MENATA TAPAK KAKI SANG GUDACIL
                                            Karya : Lodovikus Langa
Saat itu kurang sebulan usiaku 26 tahun.Tepatnya 1 Maret 1993.Lima belas orang guru lulusan pengangkatan Satuan Bhakti Guru Daerah Terpencil mulai mengemas barang-barang bawaannya menuju tempat tugas masing-masing.
Tempat kerja tujuanku adalah sebuah sekolah tua terletak di bagian Utara ibukota kecamatan,dengan jarak tempuh enam jam berjalan kaki dari kampung halamanku.
Saat itu hanya ada jalan setapak.Alat transportasi dan alat angkutan darat yang bisa digunakan satu-satunya adalah kuda.
Menyebut nama tempat tujuan pengabdian, aku merasa tidak asing karena daerah ini sudah menjadi tujuan daerah perburuan binatang liar(rusa,babi hutan, kera,musang,dll) hampir seluruh masyarakat adat sekabupaten dalam perburuan budaya adat setiap tahun.Termasuk orang orang sekampungku.
 Namun ada kekuatiran dan kekecutan dalam hati kecilku tentang hal-hal supranatural yang bernilai kharismatik masyarakat setempat yang telah menjadi buah bibir masyarakat umum.
Kabar burung, diceritakan juga di sana ada roh roh halusinasi yang dapat menjelma dalam berbagai wujud siluman.
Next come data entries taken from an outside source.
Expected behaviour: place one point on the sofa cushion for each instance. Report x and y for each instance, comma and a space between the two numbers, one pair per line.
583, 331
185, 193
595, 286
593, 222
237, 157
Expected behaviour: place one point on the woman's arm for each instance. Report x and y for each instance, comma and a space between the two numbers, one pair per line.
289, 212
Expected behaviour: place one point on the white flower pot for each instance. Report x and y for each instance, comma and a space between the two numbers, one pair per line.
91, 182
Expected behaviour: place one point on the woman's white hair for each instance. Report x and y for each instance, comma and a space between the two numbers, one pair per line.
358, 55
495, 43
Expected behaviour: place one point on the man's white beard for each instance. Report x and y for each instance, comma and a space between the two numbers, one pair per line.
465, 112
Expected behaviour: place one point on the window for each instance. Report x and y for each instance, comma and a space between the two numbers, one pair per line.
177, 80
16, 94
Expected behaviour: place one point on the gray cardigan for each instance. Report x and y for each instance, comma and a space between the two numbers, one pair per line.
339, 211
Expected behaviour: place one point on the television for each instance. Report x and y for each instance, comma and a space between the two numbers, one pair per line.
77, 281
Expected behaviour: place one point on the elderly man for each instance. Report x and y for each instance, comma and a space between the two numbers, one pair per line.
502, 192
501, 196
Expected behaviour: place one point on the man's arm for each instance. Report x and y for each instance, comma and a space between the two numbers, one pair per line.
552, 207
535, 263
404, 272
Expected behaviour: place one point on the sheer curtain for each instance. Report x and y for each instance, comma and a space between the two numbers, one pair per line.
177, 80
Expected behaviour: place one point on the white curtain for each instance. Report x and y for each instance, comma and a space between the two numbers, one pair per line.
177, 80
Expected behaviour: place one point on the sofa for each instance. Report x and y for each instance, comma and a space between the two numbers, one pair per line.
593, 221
Wahh...gawat nich....
 Namun...mau atau tidak mau aku harus mau.Suka atau tidak suka aku harus ke sana.
Dengan mengendarai seekor kuda betina peninggalan ayahanda,aku pamit ayah ibu dan keluarga dan mulai beranjangsana menemui almamater sebagai cinta pertama tempat pengabdian dalam profesi yang ku banggakan.
 Banyak hal di tempat baru yang menghimpit kehidupan, tidak seperti biasanya aku hidup bersama orang tuaku. Hal itu, ketika ku alami jika kehabisan beras,lauk, sayuran,sabun,rinso dan minyak tanah,karena aku harus ke kota seharian untuk membelinya.